De la pluie en avril, c’est rare au Niger et lorsque ça arrive, on parle de pluie des mangues. Mais lorsque le phénomène se répète et que par endroits les précipitations atteignent 50mm, voire plus, pour beaucoup, c’est un signe d’installation d’une saison des pluies précoce. C’est le cas de Souley Abaradine, fonctionnaire de son État et grand cultivateur de surcroit qui, très soucieux du temps qu’il fait, explique : « Mon champs se trouve à l’est de Tamou (département de Say) où la pluie n’a pas été suffisante pour semer mais je vous assure que depuis trois jours, je ne fais que téléphoner pour m’enquérir de la situation. »

Peu importe les prévisions de la météo, le travail de la terre, il s’y connait. Chez lui, c’est de père en fils et l’expérience est la meilleure conseillère. À ce propos poursuit-il, « nous croyons aux prévisions de la météo mais nous avons aussi une expérience concrète de la chose. Rappelez-vous en 1996! En début du mois de mai il a plu et nous avons semé. Il y a eu alors 55 jours sans pluies mais les semis ont résistés ».

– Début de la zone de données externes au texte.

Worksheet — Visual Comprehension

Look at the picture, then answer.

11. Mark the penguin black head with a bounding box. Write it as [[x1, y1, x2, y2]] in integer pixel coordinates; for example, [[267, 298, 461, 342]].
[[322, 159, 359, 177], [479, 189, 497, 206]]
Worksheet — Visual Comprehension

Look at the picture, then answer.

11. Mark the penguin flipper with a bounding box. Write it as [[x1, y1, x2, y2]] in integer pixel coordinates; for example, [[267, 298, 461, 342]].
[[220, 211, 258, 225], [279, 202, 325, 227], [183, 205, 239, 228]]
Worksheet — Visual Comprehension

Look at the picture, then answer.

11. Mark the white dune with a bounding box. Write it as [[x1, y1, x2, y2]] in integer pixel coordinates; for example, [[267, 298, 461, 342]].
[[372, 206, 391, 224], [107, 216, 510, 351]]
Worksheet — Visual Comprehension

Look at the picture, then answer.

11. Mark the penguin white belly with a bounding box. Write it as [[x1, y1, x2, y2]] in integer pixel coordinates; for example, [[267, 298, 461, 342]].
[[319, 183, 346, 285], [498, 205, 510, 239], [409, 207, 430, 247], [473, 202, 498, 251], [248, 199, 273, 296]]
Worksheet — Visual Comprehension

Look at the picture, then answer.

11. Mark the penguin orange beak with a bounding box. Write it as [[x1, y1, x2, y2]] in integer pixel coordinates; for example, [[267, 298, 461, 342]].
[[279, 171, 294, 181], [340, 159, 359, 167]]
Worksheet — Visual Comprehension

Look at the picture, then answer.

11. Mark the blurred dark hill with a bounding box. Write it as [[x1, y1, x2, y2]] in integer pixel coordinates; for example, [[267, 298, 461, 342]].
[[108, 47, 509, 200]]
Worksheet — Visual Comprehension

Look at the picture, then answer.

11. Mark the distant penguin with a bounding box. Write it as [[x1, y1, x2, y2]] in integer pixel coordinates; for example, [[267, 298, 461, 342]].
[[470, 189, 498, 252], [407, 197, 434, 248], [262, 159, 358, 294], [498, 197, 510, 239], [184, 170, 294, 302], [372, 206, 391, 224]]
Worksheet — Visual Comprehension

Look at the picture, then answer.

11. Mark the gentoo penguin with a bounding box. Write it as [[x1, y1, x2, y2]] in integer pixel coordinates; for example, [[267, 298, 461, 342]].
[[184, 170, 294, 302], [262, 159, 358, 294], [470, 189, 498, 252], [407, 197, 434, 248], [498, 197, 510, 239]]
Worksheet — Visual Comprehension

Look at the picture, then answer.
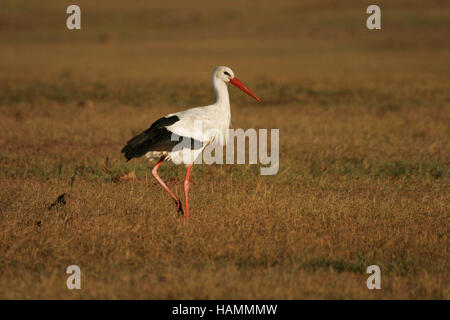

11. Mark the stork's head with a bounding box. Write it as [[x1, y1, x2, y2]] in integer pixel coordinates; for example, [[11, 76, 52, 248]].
[[213, 66, 261, 101]]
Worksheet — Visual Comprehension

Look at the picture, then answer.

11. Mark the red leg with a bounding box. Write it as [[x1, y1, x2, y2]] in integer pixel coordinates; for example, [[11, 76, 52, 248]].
[[184, 164, 192, 222], [152, 158, 183, 214]]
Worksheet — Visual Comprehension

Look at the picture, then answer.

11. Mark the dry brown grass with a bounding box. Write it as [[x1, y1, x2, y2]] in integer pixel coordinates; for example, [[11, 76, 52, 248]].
[[0, 1, 450, 299]]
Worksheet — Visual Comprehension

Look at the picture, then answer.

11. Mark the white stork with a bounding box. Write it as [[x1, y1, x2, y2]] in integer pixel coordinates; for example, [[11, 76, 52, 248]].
[[121, 66, 260, 221]]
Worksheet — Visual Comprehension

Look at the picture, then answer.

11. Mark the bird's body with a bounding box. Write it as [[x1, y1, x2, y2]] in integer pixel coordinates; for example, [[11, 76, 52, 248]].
[[122, 66, 259, 221]]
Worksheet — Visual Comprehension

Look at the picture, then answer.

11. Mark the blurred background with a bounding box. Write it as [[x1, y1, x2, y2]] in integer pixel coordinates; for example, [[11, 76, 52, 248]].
[[0, 0, 450, 299]]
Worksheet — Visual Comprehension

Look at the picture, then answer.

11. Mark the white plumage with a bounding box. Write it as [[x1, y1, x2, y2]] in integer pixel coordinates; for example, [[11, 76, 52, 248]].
[[122, 66, 259, 219]]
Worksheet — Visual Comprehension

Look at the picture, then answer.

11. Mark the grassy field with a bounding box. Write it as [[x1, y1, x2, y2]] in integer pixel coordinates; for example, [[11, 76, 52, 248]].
[[0, 0, 450, 299]]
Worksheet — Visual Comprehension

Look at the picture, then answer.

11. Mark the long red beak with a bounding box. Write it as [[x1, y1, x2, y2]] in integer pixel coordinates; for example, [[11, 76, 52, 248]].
[[230, 78, 261, 101]]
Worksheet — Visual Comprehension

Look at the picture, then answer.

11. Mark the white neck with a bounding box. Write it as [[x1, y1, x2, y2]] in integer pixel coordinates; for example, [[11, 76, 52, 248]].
[[213, 75, 230, 110]]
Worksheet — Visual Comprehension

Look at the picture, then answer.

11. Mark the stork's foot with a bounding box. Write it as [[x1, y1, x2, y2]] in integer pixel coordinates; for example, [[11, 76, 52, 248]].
[[175, 199, 184, 217]]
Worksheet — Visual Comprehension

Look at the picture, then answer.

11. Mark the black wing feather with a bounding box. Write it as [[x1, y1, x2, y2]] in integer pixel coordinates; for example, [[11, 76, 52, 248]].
[[121, 116, 202, 160]]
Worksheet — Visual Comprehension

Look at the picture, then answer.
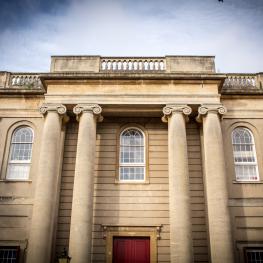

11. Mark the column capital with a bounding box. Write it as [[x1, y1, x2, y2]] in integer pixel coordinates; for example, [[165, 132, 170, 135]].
[[39, 103, 67, 115], [196, 104, 227, 123], [73, 104, 103, 122], [162, 104, 192, 122]]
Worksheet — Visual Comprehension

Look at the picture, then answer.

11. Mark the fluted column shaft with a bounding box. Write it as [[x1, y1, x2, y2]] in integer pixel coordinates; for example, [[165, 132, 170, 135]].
[[163, 105, 193, 263], [26, 104, 66, 263], [69, 104, 101, 263], [198, 105, 234, 263]]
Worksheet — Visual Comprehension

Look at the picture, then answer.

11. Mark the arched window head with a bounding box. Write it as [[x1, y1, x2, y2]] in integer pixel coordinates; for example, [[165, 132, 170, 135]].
[[6, 126, 34, 180], [119, 128, 145, 181], [232, 127, 259, 181]]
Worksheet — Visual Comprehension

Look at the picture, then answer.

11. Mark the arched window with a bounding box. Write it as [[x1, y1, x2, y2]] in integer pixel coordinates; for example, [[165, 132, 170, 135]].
[[232, 127, 259, 181], [6, 126, 34, 180], [119, 128, 145, 181]]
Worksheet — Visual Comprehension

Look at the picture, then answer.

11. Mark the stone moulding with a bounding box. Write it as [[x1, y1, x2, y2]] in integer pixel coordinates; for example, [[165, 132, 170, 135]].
[[162, 104, 192, 122], [73, 104, 103, 122], [196, 104, 227, 123]]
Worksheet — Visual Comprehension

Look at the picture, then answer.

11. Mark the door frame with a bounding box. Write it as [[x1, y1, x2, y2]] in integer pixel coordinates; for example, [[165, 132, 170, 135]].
[[103, 226, 161, 263]]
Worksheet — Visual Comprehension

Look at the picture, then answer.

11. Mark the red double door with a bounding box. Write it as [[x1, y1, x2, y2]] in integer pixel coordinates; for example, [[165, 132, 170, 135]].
[[113, 237, 150, 263]]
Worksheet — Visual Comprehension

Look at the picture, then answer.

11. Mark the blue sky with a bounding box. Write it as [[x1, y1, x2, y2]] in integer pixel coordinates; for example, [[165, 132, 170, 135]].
[[0, 0, 263, 73]]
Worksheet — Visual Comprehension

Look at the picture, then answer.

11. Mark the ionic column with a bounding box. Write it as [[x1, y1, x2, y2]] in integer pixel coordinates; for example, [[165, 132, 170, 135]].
[[26, 104, 66, 263], [163, 105, 193, 263], [197, 105, 234, 263], [69, 104, 102, 263]]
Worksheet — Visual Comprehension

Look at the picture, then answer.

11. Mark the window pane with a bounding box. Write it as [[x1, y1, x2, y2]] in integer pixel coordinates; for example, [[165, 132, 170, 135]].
[[120, 167, 144, 180], [6, 127, 33, 180], [0, 247, 19, 263], [6, 164, 30, 180], [10, 143, 32, 161], [232, 128, 259, 181], [246, 249, 263, 263], [120, 128, 145, 180], [12, 127, 33, 143]]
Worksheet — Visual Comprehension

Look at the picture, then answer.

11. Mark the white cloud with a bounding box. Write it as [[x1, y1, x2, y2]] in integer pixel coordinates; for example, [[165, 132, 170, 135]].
[[0, 0, 263, 72]]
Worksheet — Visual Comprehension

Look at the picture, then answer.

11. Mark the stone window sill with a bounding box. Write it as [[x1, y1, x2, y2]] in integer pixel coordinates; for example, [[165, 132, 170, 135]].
[[115, 179, 150, 184], [233, 180, 263, 184], [0, 179, 32, 183]]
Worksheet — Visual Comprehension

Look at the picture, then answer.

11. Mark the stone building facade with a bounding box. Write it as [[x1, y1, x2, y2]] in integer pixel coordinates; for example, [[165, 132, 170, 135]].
[[0, 56, 263, 263]]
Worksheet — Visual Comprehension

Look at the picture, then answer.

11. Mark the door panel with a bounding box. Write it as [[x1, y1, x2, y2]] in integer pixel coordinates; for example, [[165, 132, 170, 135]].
[[113, 237, 150, 263]]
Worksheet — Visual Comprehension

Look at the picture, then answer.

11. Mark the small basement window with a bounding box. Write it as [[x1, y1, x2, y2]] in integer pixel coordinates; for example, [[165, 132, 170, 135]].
[[0, 246, 19, 263], [245, 248, 263, 263]]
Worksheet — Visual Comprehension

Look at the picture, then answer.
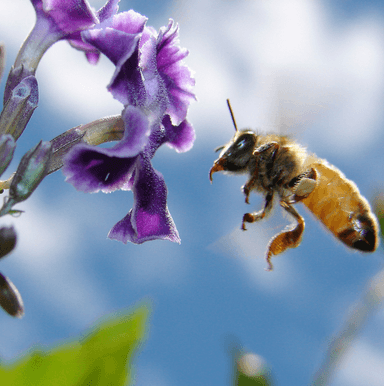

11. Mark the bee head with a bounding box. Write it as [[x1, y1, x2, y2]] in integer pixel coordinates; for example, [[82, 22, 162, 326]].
[[209, 130, 257, 182]]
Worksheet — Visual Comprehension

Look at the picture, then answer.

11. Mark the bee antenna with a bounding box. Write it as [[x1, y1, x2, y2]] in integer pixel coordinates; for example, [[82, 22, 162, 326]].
[[227, 99, 239, 131]]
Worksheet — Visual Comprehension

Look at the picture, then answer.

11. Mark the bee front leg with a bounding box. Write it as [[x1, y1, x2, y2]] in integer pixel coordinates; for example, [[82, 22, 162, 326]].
[[241, 192, 273, 231], [266, 201, 305, 271]]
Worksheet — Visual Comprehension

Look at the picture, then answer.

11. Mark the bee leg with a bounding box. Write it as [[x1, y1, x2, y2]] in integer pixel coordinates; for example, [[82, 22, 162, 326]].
[[266, 201, 305, 271], [241, 192, 273, 231]]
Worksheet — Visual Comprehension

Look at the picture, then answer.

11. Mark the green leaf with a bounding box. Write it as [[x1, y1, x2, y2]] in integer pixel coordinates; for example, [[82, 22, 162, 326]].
[[0, 304, 150, 386], [234, 351, 273, 386]]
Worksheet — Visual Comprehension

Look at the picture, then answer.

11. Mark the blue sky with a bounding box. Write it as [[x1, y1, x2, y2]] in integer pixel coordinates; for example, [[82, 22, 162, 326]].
[[0, 0, 384, 386]]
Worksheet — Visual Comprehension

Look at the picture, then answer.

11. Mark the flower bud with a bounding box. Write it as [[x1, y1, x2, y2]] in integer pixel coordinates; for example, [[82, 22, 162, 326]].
[[9, 141, 52, 204], [0, 134, 16, 176], [0, 226, 17, 258], [0, 75, 39, 140], [0, 273, 24, 318]]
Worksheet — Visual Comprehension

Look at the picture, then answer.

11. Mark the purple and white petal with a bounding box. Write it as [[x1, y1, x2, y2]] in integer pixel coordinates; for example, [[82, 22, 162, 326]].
[[108, 157, 180, 244]]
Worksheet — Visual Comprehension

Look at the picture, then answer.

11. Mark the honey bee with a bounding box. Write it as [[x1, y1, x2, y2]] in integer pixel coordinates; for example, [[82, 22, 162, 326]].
[[209, 100, 379, 271]]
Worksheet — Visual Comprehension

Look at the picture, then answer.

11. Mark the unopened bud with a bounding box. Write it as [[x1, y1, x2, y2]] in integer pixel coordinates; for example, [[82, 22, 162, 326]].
[[9, 141, 52, 203], [0, 226, 17, 258], [0, 273, 24, 318], [0, 75, 39, 140], [0, 134, 16, 176]]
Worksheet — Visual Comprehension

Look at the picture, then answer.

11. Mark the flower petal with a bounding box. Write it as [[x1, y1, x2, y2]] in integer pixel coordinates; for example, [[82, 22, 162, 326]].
[[162, 115, 196, 153], [31, 0, 99, 35], [157, 20, 196, 125], [67, 0, 120, 64], [63, 106, 149, 193], [62, 144, 137, 193], [108, 157, 180, 244]]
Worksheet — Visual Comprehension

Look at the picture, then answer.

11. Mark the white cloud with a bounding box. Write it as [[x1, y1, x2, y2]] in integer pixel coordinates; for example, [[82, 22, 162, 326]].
[[173, 0, 384, 154], [332, 340, 384, 386]]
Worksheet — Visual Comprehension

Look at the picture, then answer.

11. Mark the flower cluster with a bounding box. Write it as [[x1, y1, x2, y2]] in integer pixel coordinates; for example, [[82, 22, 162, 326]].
[[63, 11, 194, 243], [0, 0, 195, 316]]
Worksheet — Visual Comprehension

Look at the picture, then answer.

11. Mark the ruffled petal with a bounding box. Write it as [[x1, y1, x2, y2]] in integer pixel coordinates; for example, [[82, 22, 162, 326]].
[[31, 0, 99, 36], [67, 0, 120, 64], [157, 20, 196, 126], [162, 115, 196, 153], [108, 157, 180, 244], [62, 144, 137, 193], [63, 106, 149, 193]]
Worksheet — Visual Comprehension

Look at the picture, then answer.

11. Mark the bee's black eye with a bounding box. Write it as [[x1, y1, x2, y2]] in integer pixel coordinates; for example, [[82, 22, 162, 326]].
[[236, 139, 247, 149], [224, 132, 256, 171]]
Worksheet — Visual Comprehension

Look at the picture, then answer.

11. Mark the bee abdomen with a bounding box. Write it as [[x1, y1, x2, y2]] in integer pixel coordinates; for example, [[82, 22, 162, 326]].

Sentiment partagé par Idi Alou, un cultivateur des environs de Niamey qui lui, n’a pas perdu de temps pour semer. Pour tromper l’incertitude, ce dernier, un tantinet philosophe, préfère lui, s’en remet Dieu quant-à l’issue de cette campagne débutante que tous souhaite meilleure que la précédente à propos de laquelle des chiffres officiels font cas d’un déficit céréalier de l’ordre de 692 000 tonnes.

Mettre les populations rurales à l’abri des affres de la famine, tel est le véritable défi qui se pose aujourd’hui aux autorités nigériennes. Dans cette perspective, une transformer radicale des systèmes de productions agricoles s’impose.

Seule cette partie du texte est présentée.